Stockbridge High School Principal Eric Watson had high praise for his students and staff.
“Certainly this is something we are excited to receive as we have increased expectations on the heels of our development into a STEAM (Science, Technology, Engineering, Art, and Math) Academy school,” said Watson. “We are excited to see our hard work pay off with recognitions for our school community’s efforts. This is just a great way for us to move forward while strengthening our expectations for the STEAM Academy.”
Five of the above mentioned AP STEM Schools for the district were also recognized as AP STEM Achievement Schools. Using the same criteria, Locust Grove, Luella, Ola, Union Grove, and Woodland high schools met the added requirement that 40 percent of the same students taking at least two math and two science AP classes score a 3 or higher on the exams. The five Henry County high schools are among 106 total schools receiving this same honor.
At Locust Grove High School, Principal Lisa Gugino, an educator with a background originating in math, was pleased to see her school honored among the state’s best.

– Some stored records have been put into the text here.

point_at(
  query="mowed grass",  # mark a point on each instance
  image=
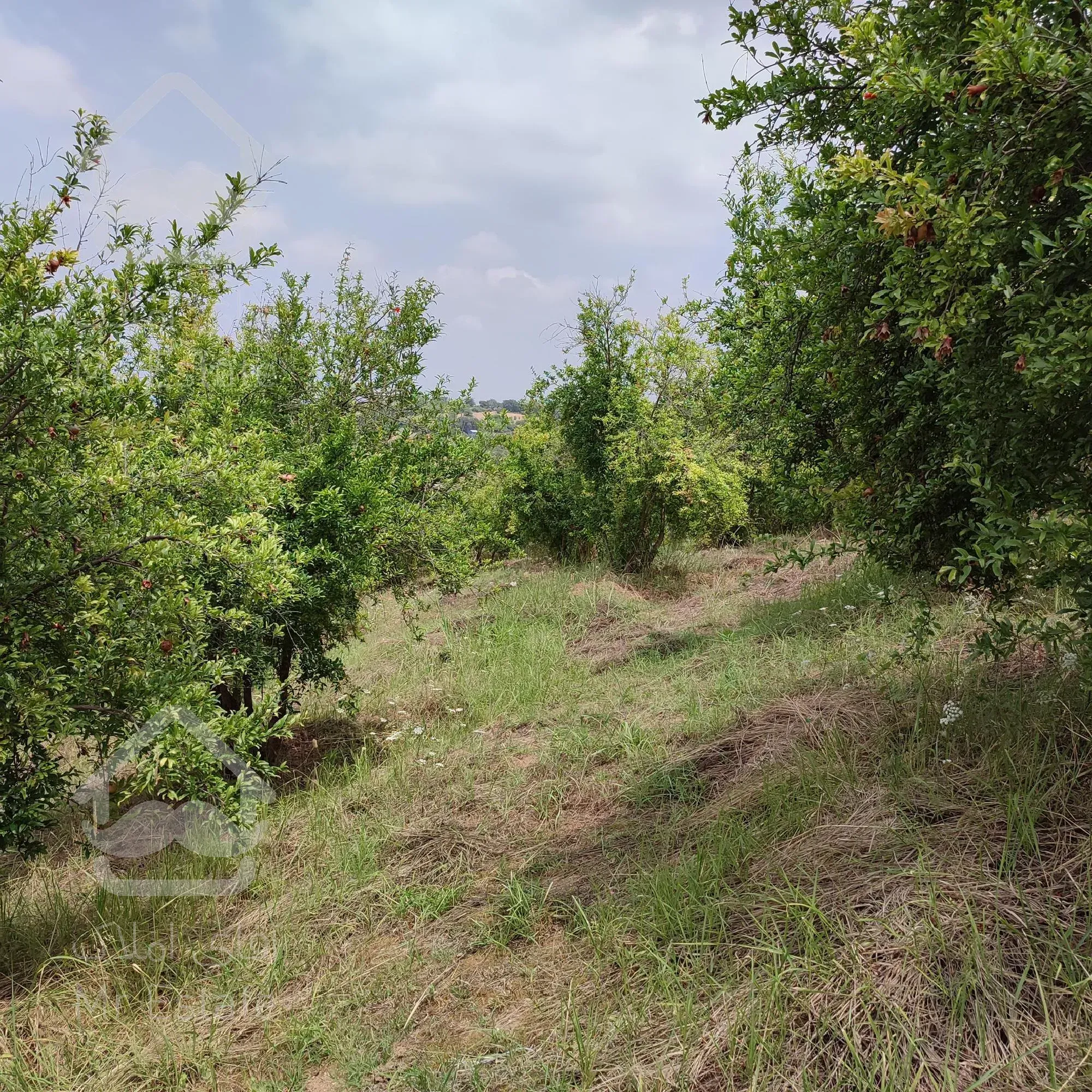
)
(711, 830)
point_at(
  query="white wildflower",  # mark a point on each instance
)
(951, 714)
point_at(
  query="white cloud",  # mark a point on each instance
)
(583, 116)
(488, 246)
(195, 32)
(38, 80)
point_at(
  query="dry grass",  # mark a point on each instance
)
(698, 833)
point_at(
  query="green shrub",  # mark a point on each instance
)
(618, 454)
(911, 316)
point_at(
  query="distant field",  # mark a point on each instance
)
(711, 830)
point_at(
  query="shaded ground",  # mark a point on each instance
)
(707, 833)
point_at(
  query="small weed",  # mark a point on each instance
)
(518, 913)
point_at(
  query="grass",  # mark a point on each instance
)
(705, 832)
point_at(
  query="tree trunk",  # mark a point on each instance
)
(284, 672)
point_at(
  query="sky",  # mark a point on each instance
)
(516, 153)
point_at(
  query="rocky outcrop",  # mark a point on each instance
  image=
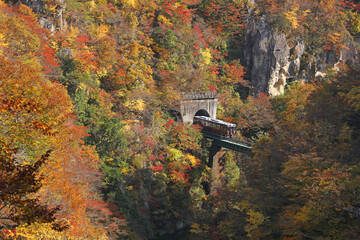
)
(272, 64)
(50, 19)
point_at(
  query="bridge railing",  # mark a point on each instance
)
(199, 95)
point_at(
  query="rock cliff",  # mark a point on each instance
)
(273, 64)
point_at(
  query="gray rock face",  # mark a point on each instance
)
(268, 58)
(49, 20)
(273, 64)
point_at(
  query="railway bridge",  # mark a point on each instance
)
(205, 104)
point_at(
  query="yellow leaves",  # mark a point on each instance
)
(193, 160)
(38, 231)
(295, 15)
(206, 56)
(130, 3)
(175, 155)
(91, 5)
(102, 30)
(135, 105)
(3, 42)
(334, 37)
(163, 19)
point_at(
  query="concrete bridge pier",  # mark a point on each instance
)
(217, 164)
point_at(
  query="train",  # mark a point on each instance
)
(215, 127)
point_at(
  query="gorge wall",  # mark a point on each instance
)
(272, 63)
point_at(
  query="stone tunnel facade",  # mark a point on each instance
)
(200, 104)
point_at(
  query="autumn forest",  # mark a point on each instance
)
(90, 147)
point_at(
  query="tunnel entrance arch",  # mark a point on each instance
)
(197, 104)
(202, 112)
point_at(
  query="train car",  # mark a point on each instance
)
(216, 127)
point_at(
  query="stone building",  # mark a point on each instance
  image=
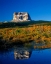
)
(21, 16)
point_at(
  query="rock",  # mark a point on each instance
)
(21, 16)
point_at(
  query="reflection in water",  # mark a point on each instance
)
(25, 55)
(22, 53)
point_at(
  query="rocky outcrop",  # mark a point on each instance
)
(22, 53)
(21, 16)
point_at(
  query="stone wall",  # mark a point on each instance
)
(21, 16)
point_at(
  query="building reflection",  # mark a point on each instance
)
(22, 53)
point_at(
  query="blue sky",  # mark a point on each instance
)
(38, 9)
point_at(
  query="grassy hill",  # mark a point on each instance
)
(24, 32)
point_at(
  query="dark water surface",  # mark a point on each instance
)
(24, 55)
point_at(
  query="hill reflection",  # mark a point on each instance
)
(22, 53)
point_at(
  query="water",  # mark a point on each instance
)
(25, 55)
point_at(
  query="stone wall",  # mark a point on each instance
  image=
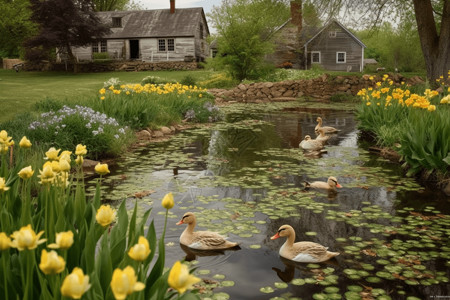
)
(321, 88)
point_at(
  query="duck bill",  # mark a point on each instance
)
(275, 236)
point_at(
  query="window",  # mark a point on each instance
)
(99, 46)
(117, 22)
(341, 57)
(164, 44)
(315, 57)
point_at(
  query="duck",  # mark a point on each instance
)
(309, 144)
(202, 240)
(326, 129)
(322, 137)
(307, 252)
(331, 184)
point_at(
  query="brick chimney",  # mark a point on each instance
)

“It is always thrilling to receive recognition for your school when your students and staff attain great academic achievements,” shared Gugino. “This honor for being an AP STEM and AP STEM Achievement School is further proof that the course we have set for our students is one that will prepare them for a successful future through challenging coursework. I applaud all of our staff and student body for their commitment to meeting the high academic expectations we have at LGHS.”